No właśnie. Co powodowało tak silne emocje?

Nieważne. Przede wszystkim, powinien zrobić coś, żeby Zenitsu się uspokoił i poczuł choć trochę pewniej, a przynajmniej bezpieczniej. Tanjirou pomyślał o rodzeństwie. Co by zrobił, gdyby był wtedy razem z nimi? Jak by pocieszył?

No tak, przecież czasem łapał ich za rękę, żeby dodać otuchy i samemu sobie. Im też to pomagało. To wydawało mu się naturalną reakcją.

- Spokojnie. - Odnalazł dłoń Zenitsu. - Jestem tu-

- AAAAAGH?! A, to ty. TY?! NIE STRASZ MNIE!

- Ja. - Tanjirou zaśmiał się nerwowo. - Chciałem… Bo jesteśmy razem, nie? Nie masz się czego bać. Na pewno damy radę, jak zwykle.

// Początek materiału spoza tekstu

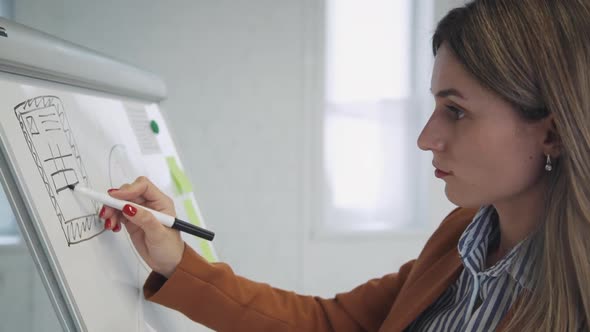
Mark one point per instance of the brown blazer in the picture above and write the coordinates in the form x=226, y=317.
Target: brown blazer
x=213, y=295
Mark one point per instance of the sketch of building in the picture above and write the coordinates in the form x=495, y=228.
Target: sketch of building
x=52, y=145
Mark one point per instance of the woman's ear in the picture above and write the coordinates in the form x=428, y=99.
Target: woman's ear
x=551, y=142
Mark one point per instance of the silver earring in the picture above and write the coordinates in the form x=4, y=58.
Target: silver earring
x=548, y=166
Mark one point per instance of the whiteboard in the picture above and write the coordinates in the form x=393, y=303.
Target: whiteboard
x=53, y=134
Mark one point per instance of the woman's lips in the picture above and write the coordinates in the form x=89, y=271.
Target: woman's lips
x=440, y=174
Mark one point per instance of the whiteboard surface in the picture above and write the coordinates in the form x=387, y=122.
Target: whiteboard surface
x=54, y=135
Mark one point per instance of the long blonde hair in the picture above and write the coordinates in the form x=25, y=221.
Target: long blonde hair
x=536, y=55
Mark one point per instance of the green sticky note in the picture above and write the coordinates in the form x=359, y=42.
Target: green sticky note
x=194, y=219
x=154, y=126
x=180, y=179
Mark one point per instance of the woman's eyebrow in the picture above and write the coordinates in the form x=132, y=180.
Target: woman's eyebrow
x=449, y=92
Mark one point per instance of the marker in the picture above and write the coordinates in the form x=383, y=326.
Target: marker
x=163, y=218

Szedł dalej, zadowolony z siebie, bo Zenitsu umilkł. Woń przerażenia została w większosci zastąpiona jakąś inną, nienazwaną, tak często wyczuwalną od blondyna, do której zaczął się przyzwyczajać, więc wyglądało na to, że już mu lepiej. Czekały ich jeszcze jakieś dwie godziny drogi, więc nie powinni się więcej zatrzymywać.

Żaden nic nie mówił, więc zaczynało być trochę niezręcznie. Szkoda, że Inosuke z nimi nie poszedł, ten to zawsze by znalazł powód chociażby do kłótni. Tym razem jednak przydzielono go gdzie indziej.

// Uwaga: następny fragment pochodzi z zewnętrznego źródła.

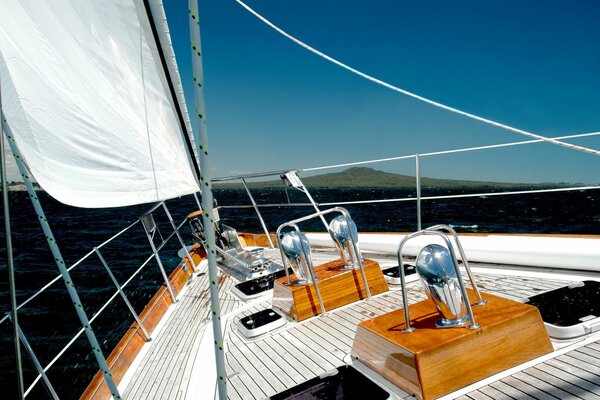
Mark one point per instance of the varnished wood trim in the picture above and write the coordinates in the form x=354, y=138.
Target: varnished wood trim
x=123, y=355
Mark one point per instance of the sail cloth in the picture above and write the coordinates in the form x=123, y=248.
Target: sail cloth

Tanjirou odwrócił głowę, żeby coś powiedzieć, ale zaraz zapomniał, co to miało być. Nie spodziewał się zobaczyć tego, co zobaczył.

Zenitsu wpół szedł, wpół się wlókł jak ciągnięta lalka, cały czerwony na twarzy i z dziwną miną.

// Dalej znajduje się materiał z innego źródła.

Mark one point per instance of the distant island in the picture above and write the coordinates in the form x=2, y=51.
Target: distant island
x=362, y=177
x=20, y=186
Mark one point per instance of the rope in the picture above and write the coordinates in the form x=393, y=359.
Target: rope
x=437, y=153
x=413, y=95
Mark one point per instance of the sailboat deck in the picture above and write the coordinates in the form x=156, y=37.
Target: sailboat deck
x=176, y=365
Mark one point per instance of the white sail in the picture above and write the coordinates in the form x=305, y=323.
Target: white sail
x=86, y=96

- Co ci? - zmartwił się Tanjirou. - Wiedziałem, że jest ciepło jak na noc, ale aż tak? Potrzebujesz przerwy?

Nie odpowiedział.

- Heeej? Zenitsu? Dobra, usiądźmy.

- N-nie, w porządku. Ale nie wiem… Nie wiem, co myśleć! - Blondyn coraz ciężej oddychał, a jego panika znowu narastała. Spuścił wzrok. - Powiedziałeś. Powiedziałeś, że jesteśmy razem, więc nie mam czego się bać.

- Faktycznie, tak powiedziałem. Bo to prawda.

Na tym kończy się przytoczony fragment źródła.